“Art must be an integral part of the struggle. It can’t simply mirror what’s taking place.”
Charles White’s commitment to creating powerful images of African Americans—what his gallerist and, later, White himself described as “images of dignity”—was unwavering over the course of his four-decade career. White believed that art had a role to play in changing the world: “Art must be an integral part of the struggle. It can’t simply mirror what’s taking place. It must adapt itself to human needs. It must ally itself with the forces of liberation. The fact is, artists have always been propagandists. I have no use for artists who try to divorce themselves from the struggle.”

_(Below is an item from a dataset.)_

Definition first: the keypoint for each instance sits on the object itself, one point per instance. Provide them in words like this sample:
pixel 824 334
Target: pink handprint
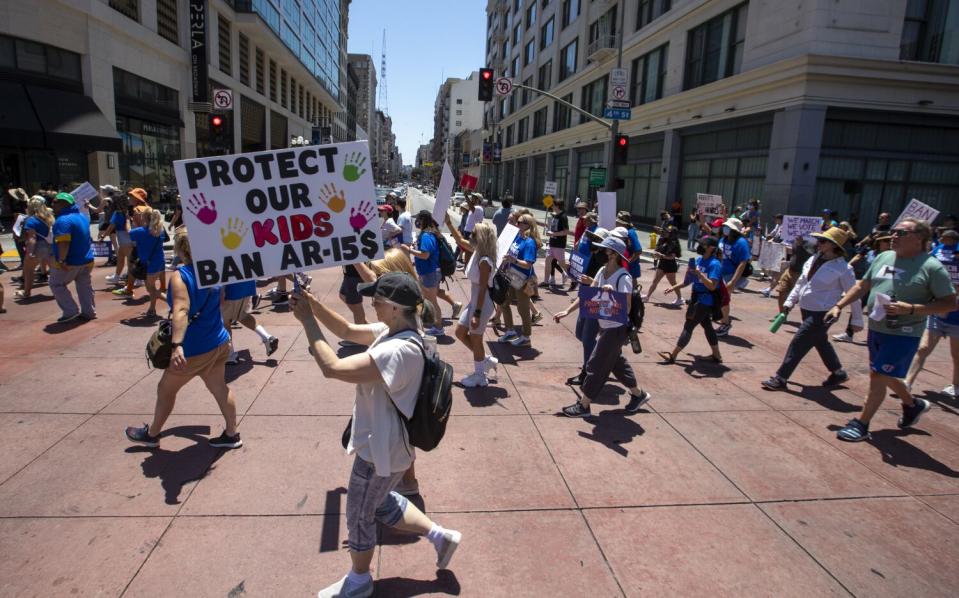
pixel 359 217
pixel 203 209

Using his skills as a draftsman, printmaker, and painter, White developed his style and approach over time to address changing concerns and new audiences. His 1945 lithograph, Hope for the Future, shows a mother holding her child in front of a window that opens onto a bleak landscape; a noose hanging from a barren tree in the background is just visible over the mother’s right shoulder. With this image, White condemns the violence facing African Americans and forces the viewer to confront it. In his much later work Black Pope (Sandwich Board Man) (1973), the central figure, a sunglass-wearing street preacher depicted in the brown oil-wash that would become White’s signature medium, commands viewers’ attention with a sandwich board sign reading “NOW.” The preacher is bundled up in a bulky coat and scarf, while his sunglasses mask his gaze. His raised left hand forms a peace sign that also doubles as a papal blessing. Stenciled text at the top of the composition reads “CHICAGO,” and the haunting skeleton hovering behind the preacher and the shapes and shadows filling the background all hint at further meaning without providing clear answers. White frames the street preacher with gravitas befitting a prophet, leaving the viewer to decode the details.
White lived in Chicago, New York, and, finally, Los Angeles over the course of his career, and was a critical member of creative communities in each of these cities. He counted photographer Gordon Parks, painter Jacob Lawrence, and singer and actor Harry Belafonte as friends and colleagues. From his earliest days as a mature artist, White was also a gifted and dedicated teacher, and David Hammons and Kerry James Marshall were among his many students. His practice of making rigorous, socially committed art affected these younger artists, some of whom continue his legacy in their own work. As Marshall noted, “Under Charles White’s influence I always knew that I wanted to make work that was about something: history, culture, politics, social issues. . . . It was just a matter of mastering the skills to actually do it.”